My responsibilities focused on the critical “nervous system” of the grid:

  • Control & Communications: Troubleshooting failures across the substation network.

  • RTUs (Remote Terminal Units): Performing preventive and corrective maintenance on the units responsible for data transmission between substations and control centers.

  • Carrier Wave Units: Managing the transmission of data, voice, and protection signals across high-voltage lines.

This period taught me that behind every massive city is a delicate web of communication protocols that must be maintained with zero margin for error.

The Scale: A Continental Comparison

To understand the complexity of the region I served, we have to look at the numbers. LyFC covered approximately 20,500 km²—roughly 1% of Mexico’s territory—yet it powered over 20 to 30 million people.

To put this in a Canadian perspective, to reach that many customers, you would have to combine the entire populations of Ontario, Quebec, British Columbia, and Alberta.

Imagine a single utility serving every major Canadian city from Toronto and Montreal to Calgary and Vancouver. That was my daily reality.

Advancing to Leadership: The Budget & Operations Challenge

Fifteen years after starting as a technician, I advanced to one of the top 300 positions within the 45,000-person organization. As the Head of the Budget Department, I managed five work centers and oversaw a massive operational portfolio:

  • High-Demand Client Management: Coordinating new electrical services and expansions for industrial and commercial clients with demands exceeding 25 kW.

  • Infrastructure Logistics: Managing the connection of specialized electrical meters and service disconnections.

  • Stakeholder Relations: Navigating a complex landscape of unionized personnel, government mandates, and private enterprise.

Where Power Meets Policy

At this level, the job transcended engineering; it became a masterclass in high-stakes project management.

  • The Pressure: Can you imagine receiving calls directly from the Presidential Office regarding a service complaint or a business owner’s request?

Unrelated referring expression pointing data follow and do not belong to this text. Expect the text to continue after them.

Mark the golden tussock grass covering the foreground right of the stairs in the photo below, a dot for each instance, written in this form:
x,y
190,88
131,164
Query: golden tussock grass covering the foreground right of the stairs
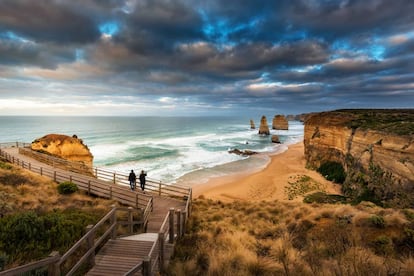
x,y
293,238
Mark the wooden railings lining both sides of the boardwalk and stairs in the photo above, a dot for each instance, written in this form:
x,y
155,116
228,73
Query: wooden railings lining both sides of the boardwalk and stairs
x,y
173,226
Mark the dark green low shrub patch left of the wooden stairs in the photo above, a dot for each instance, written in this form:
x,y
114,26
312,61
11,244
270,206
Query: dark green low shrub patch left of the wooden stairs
x,y
29,235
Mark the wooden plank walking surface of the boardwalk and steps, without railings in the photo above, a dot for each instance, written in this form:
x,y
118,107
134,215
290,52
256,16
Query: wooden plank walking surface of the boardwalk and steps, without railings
x,y
120,255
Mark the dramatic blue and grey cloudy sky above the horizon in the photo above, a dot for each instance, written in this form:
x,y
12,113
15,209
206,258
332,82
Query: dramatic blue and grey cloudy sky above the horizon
x,y
204,57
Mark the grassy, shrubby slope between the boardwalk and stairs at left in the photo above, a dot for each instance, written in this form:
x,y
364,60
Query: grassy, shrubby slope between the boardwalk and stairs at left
x,y
35,219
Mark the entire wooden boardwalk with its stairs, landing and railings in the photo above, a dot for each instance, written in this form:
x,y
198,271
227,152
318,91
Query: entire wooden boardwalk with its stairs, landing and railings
x,y
135,238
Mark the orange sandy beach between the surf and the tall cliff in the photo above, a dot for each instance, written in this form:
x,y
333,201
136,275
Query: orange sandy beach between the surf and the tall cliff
x,y
267,184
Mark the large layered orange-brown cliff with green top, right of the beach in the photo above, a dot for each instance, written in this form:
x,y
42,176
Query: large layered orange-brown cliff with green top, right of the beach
x,y
375,148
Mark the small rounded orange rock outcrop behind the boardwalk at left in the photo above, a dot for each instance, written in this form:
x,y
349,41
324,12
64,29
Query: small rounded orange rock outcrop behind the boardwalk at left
x,y
63,146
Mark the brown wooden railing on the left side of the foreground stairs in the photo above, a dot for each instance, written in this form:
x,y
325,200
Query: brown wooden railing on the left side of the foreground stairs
x,y
84,249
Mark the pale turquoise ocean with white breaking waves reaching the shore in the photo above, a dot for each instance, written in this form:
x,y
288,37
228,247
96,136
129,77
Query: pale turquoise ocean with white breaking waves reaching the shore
x,y
185,150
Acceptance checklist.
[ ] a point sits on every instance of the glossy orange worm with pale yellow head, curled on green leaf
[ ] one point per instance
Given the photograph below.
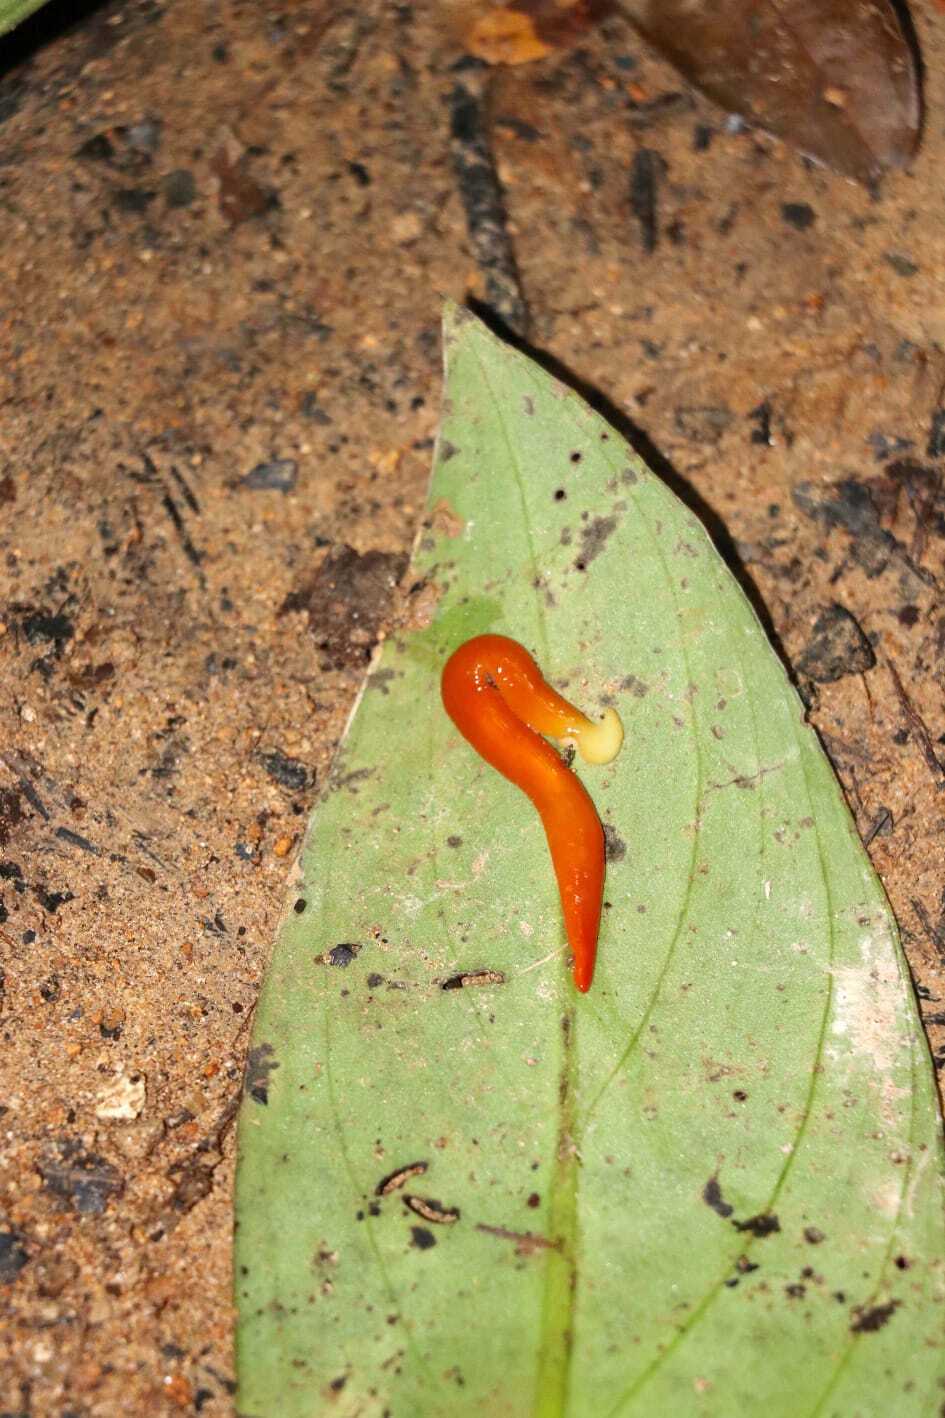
(499, 700)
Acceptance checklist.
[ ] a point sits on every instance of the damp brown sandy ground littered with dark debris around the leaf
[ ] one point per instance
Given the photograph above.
(228, 232)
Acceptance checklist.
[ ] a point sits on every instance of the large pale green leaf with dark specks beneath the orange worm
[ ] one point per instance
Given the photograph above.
(712, 1186)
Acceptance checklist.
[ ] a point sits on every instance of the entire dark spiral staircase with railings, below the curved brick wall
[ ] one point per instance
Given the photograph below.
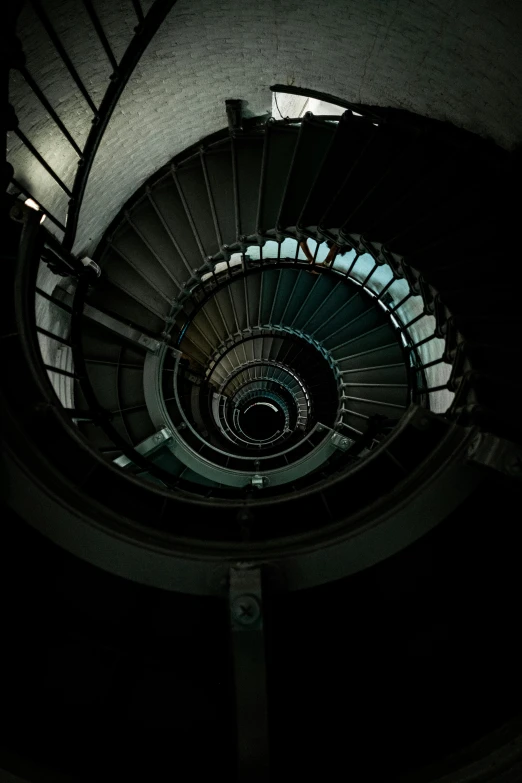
(209, 410)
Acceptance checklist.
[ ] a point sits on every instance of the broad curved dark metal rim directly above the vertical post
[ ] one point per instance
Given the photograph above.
(422, 501)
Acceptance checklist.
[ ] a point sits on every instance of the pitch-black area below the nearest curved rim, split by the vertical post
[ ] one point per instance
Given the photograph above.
(369, 678)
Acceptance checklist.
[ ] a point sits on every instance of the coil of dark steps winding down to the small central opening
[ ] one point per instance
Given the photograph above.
(333, 354)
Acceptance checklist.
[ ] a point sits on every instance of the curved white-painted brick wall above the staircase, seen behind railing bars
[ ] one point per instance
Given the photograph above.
(456, 61)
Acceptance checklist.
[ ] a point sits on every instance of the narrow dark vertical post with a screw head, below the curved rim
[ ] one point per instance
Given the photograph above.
(248, 649)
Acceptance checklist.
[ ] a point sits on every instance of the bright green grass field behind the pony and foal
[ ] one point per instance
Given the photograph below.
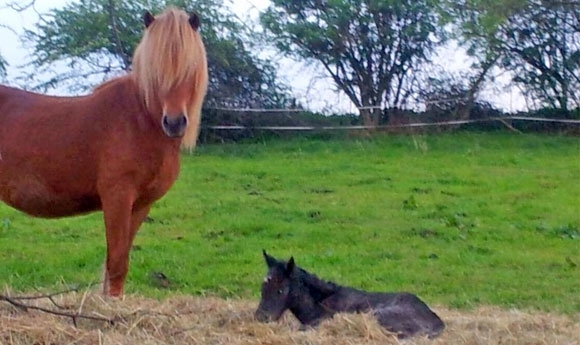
(460, 219)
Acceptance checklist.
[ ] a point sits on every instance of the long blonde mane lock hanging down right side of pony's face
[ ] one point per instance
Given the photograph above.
(194, 112)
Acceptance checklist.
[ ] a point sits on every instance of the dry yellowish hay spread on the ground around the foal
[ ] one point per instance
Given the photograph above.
(197, 320)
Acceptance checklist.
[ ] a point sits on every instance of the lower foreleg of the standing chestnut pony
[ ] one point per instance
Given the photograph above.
(122, 220)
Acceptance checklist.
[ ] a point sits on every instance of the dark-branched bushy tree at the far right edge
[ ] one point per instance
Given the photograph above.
(541, 46)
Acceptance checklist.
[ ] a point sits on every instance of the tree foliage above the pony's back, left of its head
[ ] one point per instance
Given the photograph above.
(80, 40)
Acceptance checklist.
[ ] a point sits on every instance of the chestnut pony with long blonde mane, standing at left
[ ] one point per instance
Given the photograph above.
(116, 149)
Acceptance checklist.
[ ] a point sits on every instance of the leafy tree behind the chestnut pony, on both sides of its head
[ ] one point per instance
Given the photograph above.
(87, 41)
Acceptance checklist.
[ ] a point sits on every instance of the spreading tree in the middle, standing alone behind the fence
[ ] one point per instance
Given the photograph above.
(370, 48)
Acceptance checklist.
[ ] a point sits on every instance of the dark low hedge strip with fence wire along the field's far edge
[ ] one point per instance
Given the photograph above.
(232, 125)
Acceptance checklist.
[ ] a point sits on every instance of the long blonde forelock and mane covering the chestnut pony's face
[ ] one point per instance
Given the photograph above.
(171, 53)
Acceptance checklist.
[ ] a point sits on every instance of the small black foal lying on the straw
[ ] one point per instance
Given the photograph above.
(312, 300)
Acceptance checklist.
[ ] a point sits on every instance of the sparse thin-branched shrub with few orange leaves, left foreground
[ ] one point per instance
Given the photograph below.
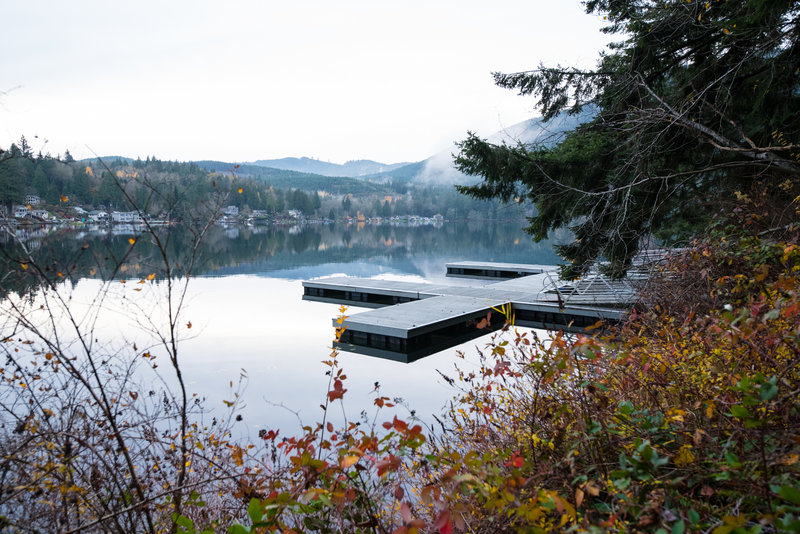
(98, 431)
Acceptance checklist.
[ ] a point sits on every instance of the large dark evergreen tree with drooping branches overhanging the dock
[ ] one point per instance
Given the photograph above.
(696, 102)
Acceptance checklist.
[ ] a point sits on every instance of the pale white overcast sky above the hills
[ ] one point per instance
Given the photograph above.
(244, 80)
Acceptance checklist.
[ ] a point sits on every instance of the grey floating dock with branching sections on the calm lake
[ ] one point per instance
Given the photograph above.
(416, 319)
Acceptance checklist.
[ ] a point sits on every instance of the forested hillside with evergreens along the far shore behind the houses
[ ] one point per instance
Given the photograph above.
(166, 188)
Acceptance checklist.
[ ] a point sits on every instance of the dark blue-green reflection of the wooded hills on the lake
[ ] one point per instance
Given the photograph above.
(284, 252)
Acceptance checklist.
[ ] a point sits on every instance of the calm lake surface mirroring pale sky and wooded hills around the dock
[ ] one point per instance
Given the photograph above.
(248, 318)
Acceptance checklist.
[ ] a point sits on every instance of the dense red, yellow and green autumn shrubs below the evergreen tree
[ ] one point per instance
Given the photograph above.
(677, 422)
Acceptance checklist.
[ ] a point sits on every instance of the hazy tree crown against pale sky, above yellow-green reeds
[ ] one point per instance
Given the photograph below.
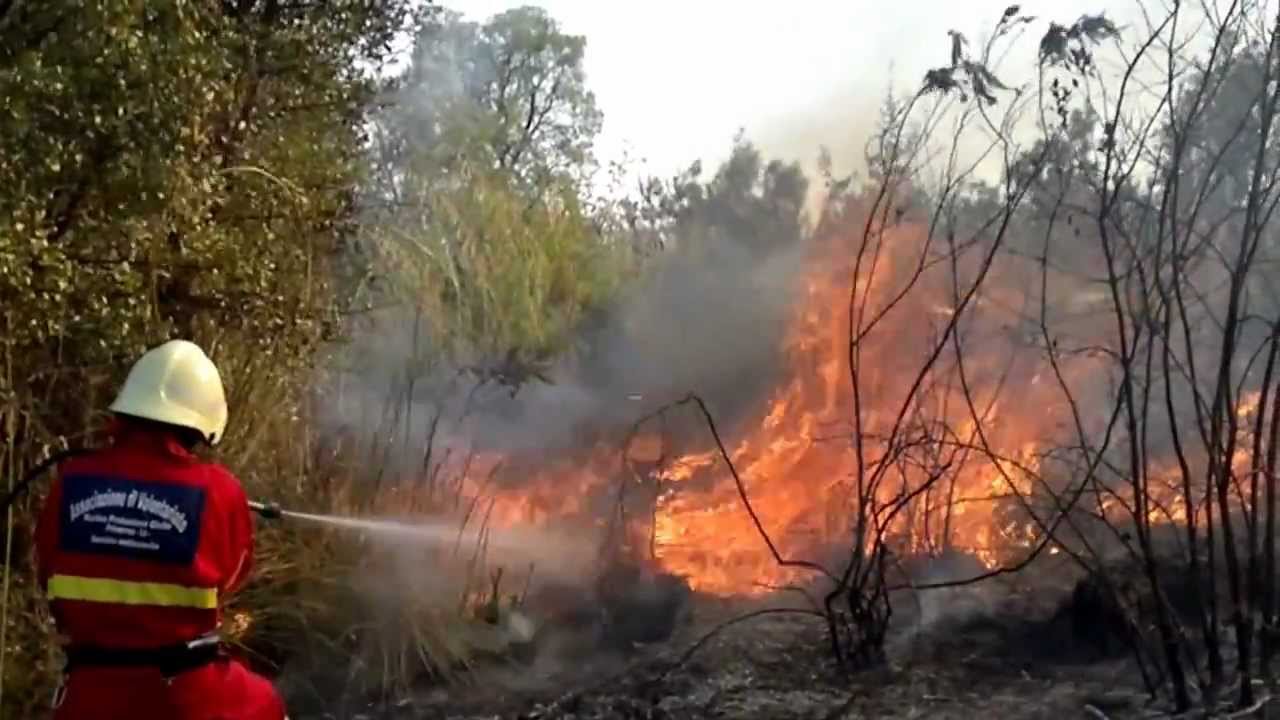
(509, 94)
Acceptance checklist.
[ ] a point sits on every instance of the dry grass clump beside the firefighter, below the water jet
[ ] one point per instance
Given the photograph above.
(341, 621)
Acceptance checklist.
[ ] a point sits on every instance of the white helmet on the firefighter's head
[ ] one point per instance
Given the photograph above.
(176, 384)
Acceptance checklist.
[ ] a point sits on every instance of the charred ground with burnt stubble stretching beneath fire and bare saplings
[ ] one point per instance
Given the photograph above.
(1026, 646)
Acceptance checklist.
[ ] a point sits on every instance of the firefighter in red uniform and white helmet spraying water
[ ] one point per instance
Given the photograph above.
(138, 546)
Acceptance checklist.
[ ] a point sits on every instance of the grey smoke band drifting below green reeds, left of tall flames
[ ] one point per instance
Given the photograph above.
(706, 320)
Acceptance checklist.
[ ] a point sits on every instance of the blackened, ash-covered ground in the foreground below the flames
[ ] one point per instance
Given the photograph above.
(959, 657)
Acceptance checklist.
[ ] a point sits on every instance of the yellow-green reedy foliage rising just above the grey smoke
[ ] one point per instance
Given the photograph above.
(499, 277)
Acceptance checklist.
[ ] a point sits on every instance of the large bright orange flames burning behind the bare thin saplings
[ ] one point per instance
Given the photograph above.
(967, 479)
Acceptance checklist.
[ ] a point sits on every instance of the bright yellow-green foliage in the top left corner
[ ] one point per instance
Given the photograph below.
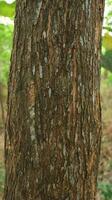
(6, 9)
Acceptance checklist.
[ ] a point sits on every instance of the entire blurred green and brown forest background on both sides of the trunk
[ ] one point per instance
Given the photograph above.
(7, 9)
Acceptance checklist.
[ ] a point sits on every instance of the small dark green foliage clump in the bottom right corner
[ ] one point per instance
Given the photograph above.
(106, 190)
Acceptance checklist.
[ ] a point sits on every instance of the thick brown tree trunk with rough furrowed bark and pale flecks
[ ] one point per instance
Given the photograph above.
(53, 128)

  • The Clients: Every day, my office floor saw representatives from the world’s biggest brands—Walmart, Starbucks, 7-Eleven, and Home Depot—alongside major banks and government institutions.

  • The Human Element: Managing a large, unionized workforce in the most densely populated residential and industrial area in Latin America requires a balance of technical expertise and diplomatic leadership.

Conclusion: Bringing Global Scale to Local Projects

My time at Luz y Fuerza del Centro taught me how to manage pressure, complexity, and scale. Whether I was fixing a carrier wave unit in a remote substation or negotiating a budget for a multi-megawatt industrial expansion, the goal was always the same: keep the lights on for the millions of people depending on us.

Today, I bring that same level of rigor and “big-picture” thinking to every project I lead.